Australians with chronic conditions can now get two months' of medicine for the price of one.

Australians with chronic conditions can now get two months' of medicine for the price of one. Photo: AAP

Millions of Australians living with ongoing health conditions can get cheaper medicines under the first stage of the federal government’s 60-day dispensing policy.

From Friday, consumers with chronic conditions will be able to get two months’ worth of medicine for the price of one.

People with a heart condition, Crohn’s disease, high cholesterol, osteoporosis, high blood pressure and many other conditions will get important cost of living relief, Health Minister Mark Butler said in a statement to mark the change.

“Everyone with a Medicare card taking one of these medicines will save up to $180 per year, per medicine.
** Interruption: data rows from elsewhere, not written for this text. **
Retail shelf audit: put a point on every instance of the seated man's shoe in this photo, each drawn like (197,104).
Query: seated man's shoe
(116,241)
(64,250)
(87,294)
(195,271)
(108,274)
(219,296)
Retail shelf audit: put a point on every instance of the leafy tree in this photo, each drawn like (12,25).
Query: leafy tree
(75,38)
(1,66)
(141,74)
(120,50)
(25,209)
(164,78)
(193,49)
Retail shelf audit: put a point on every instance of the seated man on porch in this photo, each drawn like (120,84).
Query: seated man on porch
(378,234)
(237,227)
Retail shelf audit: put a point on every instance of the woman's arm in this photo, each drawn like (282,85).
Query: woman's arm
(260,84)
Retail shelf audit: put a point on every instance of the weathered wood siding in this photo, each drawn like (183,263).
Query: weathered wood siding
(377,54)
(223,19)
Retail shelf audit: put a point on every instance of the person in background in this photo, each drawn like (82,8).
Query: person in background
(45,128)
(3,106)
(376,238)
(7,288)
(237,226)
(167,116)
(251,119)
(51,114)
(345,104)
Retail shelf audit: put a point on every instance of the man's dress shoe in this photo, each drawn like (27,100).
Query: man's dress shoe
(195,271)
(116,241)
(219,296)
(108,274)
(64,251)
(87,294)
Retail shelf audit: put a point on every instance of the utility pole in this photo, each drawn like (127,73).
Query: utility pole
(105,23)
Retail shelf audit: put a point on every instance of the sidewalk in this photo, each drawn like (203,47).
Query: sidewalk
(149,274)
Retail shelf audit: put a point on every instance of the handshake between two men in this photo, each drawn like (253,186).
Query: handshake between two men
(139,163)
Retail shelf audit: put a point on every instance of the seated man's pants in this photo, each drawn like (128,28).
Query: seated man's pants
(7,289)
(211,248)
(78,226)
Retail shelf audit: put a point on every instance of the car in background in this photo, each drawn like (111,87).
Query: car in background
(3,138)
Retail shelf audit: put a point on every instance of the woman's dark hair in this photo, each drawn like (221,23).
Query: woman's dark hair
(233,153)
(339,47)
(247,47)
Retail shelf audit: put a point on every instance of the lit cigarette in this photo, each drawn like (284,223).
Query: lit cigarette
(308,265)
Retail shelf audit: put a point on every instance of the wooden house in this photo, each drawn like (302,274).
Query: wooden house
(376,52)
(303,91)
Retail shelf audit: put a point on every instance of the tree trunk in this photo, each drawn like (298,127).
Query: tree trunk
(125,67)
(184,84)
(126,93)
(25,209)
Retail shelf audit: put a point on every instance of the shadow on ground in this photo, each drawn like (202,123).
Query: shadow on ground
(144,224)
Concession card holders will save $43 per medicine,” he said.

Mr Butler said every Australian would benefit from the freeing up of millions of GP visits so doctors had more time to diagnose and treat conditions, instead of simply issuing routine, repeat scripts.

“Regional Australians will no longer have to travel each month into the pharmacy to pick up the same prescription they’ve been on for decades,” he said.

Mr Butler said 60-day prescriptions will provide welcome relief to consumers but it would also be good for the health of Australians.

“Overseas evidence tells us that medicine compliance increases by 20 per cent with longer prescriptions,” he said.

“That is why every major patient group and doctors’ group, including the Consumers Health Forum, the Australian Medical Association, the College of General Practitioners, and the Rural Doctors Association, have advocated strongly for 60-day prescriptions.”

But pharmacists have not supported the change, saying it will cause the closure of pharmacies across Australia.

Mr Butler said that was a scare campaign from the “highly profitable” pharmacy lobby.

“We are dedicated and committed to a vibrant future for community pharmacy,” he told ABC TV on Friday.

“Which is why every single dollar we save is being ploughed back into the community pharmacy sector, reinvested into programs that allow them to provide more services to their customers.”

Mr Butler said he didn’t understand why the Liberal Party opposed the change and planned to try to overturn a measure that would benefit so many people.

“I encourage (Opposition Leader) Peter Dutton to stop trying to block this measure and get behind it,”- he said.

Royal Australian College of General Practitioners President Dr Nicole Higgins said the change would bring immediate benefits for some the most vulnerable people in the community and would mean fewer trips to pick up medicines and repeat scripts.

Consumers health Forum CEO Elizabeth Deveny said the measure was a “significant win” for consumers to make health care more affordable, accessible and equitable.

“Amid growing cost of living pressures, many consumers have been finding it increasingly difficult to stay well, having to choose between the costs of vital medications and other essentials,” she said in a statement.